Ambition has trumped caution and there are great performances to be enjoyed at UK’s summer opera festivals. Two other large-scale and highly romantic opera houses opened over the weekend. Now halfway through the season, the Garsington Opera offers its first staging of Dvořák , a production which will be the main operatic event of this year’s Edinburgh International Festival. A key factor in Garsington’s high reputation is that he enjoys the Philharmonia orchestra in the pit, and Dvořák’s intoxicating score here vibrates with haunting color under the direction of Douglas Boyd.
The folk tale of the water nymph who longs for human love, only to find that the real world brings rejection and heartache, is open to many interpretations (other productions have offered the rite of passage From a girl to sexual maturity, sex workers attracting men to their loss, even the imprisonment of Josef Fritzl and the rape of her daughter).
At Garsington, director Jack Furness is less interventionist, focusing on the abyss that separates the fairytale from the world of men. A misty lake, in which water nymphs splash, establishes the enchanted atmosphere of the first, while humans live in a Victorian industrial society, divorced from nature. Seeing a deer’s heart ripped out can turn some stomachs just before the all-important dinner interval.

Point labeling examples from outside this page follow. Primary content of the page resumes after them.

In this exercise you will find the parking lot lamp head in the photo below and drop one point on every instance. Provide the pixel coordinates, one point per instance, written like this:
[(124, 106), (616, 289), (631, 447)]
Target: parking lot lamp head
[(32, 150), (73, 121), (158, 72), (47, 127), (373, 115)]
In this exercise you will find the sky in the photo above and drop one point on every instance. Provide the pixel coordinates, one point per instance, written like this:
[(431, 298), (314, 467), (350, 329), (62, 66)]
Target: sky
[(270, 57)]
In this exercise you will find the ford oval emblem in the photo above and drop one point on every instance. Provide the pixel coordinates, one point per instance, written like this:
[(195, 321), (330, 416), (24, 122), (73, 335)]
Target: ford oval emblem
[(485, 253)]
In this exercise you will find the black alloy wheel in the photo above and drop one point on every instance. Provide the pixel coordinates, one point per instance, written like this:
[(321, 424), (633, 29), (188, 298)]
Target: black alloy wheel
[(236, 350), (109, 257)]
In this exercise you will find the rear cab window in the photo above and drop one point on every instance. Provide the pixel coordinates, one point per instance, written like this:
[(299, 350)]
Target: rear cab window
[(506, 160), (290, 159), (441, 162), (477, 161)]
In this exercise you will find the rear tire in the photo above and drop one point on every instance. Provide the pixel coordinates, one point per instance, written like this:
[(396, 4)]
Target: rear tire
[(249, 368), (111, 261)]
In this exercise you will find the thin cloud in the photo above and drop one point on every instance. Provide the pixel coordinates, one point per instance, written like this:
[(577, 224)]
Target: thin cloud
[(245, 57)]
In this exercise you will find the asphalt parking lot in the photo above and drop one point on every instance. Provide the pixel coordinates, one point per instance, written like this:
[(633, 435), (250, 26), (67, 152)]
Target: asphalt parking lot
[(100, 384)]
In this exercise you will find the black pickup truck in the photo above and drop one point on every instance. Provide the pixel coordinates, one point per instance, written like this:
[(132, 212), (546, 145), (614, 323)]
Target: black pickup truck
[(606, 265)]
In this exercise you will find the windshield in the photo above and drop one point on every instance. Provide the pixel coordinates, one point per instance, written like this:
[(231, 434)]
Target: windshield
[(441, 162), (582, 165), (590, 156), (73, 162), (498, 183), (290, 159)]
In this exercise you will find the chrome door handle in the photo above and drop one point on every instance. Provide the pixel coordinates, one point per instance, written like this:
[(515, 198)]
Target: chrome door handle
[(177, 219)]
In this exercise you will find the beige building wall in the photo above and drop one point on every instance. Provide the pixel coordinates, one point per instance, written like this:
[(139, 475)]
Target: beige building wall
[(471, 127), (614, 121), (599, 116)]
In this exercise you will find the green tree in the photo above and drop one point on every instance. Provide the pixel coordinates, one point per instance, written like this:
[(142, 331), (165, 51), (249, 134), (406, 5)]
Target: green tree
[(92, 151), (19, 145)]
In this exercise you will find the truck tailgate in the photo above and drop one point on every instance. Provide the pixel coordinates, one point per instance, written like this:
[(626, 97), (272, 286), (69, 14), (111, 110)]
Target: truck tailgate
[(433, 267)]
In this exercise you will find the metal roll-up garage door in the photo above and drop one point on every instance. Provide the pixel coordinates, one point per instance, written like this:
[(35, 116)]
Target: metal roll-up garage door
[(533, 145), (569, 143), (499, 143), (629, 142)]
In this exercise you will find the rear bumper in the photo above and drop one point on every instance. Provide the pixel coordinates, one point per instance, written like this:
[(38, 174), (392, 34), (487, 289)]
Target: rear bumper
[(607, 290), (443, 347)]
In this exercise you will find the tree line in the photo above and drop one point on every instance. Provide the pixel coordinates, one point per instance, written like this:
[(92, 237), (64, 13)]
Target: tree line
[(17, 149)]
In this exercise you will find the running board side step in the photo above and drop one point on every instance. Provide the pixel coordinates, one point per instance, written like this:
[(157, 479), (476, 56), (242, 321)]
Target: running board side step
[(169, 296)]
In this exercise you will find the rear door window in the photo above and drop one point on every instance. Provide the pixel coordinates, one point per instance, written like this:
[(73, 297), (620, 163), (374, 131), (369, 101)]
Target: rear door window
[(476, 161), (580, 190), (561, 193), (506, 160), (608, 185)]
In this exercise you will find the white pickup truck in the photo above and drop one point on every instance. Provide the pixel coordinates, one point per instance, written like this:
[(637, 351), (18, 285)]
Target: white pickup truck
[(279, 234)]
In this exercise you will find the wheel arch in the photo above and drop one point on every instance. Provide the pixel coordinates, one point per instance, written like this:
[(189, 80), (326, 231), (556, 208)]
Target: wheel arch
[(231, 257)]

The cast is good and the leading couple especially worth traveling to hear. Natalya Romaniw sings Rusalka with unfailing fervor, although sometimes to the detriment of the beauty of the sound. Austro-Australian tenor Gerard Schneider is an advantageous find, embracing both the poetry and the passion of the Prince. With Christine Rice as the mighty witch Ježibaba, Sky Ingram as the foreign princess, and Musa Ngqungwana singing wondrous warnings as the water spirit Vodník, it’s uplifting to hear an opera on this scale in the theater of 600 places from Garsington to Wormsley.
★★★★☆
On July 19, then on tour, garsingtonopera.org
Desdemona (Elizabeth Llewellyn) and Emilia (Olivia Ray) in ‘Otello’ © Marc Brenner
The same could be said of Grange Park Opera’s . The visceral power of the Verdi Opera could not fail to be thrilling in the recently built of Grange Park opera in West Horsley Place in the Surrey.
Once again, the music was in persuasive hands, the conductor Gianluca Marciano advancing the opera with momentum and step of speed. Where the strength seemed to be lacking was probably because the acoustics of Grange Park favored the singers (the choir sounded powerful), although The Gascoigne Orchestra could also have benefited from additional string players.
If David Alden’s production has left a lingering impression of deja vu, it’s because he has already directed for English National Opera in 2014. It was similar, tense and compelling drama, well-defined characters, a timescale advanced into the 20th century, where Otello and Desdemona’s love is tested in the context of ‘A modern military camp.
Even before the curtain rises, Simon Keenlyside’s Iago is present on the front of the stage. Attract him for is one of the ace of barn park in the peloton this season and Keenlyside delivers beautifully, singing with force, style and a formidable mastery of the text. He brings the character to life from within, as if he is experiencing the drama in the moment. No wonder Verdi thought of calling the opera .
At his side, Gwyn Hughes Jones reaches the heights of Otello with power and intensity, but not always in the Italian way. Between gentleness and dignity, Elizabeth Llewellyn plays a beautifully judged Desdemona, although the vibrato in her voice can be annoying. In the end, Iago doesn’t take flight, as expected. He remains on stage examining the bloodshed he caused – an appropriate conclusion for this IAGO, which was the engine from start to finish.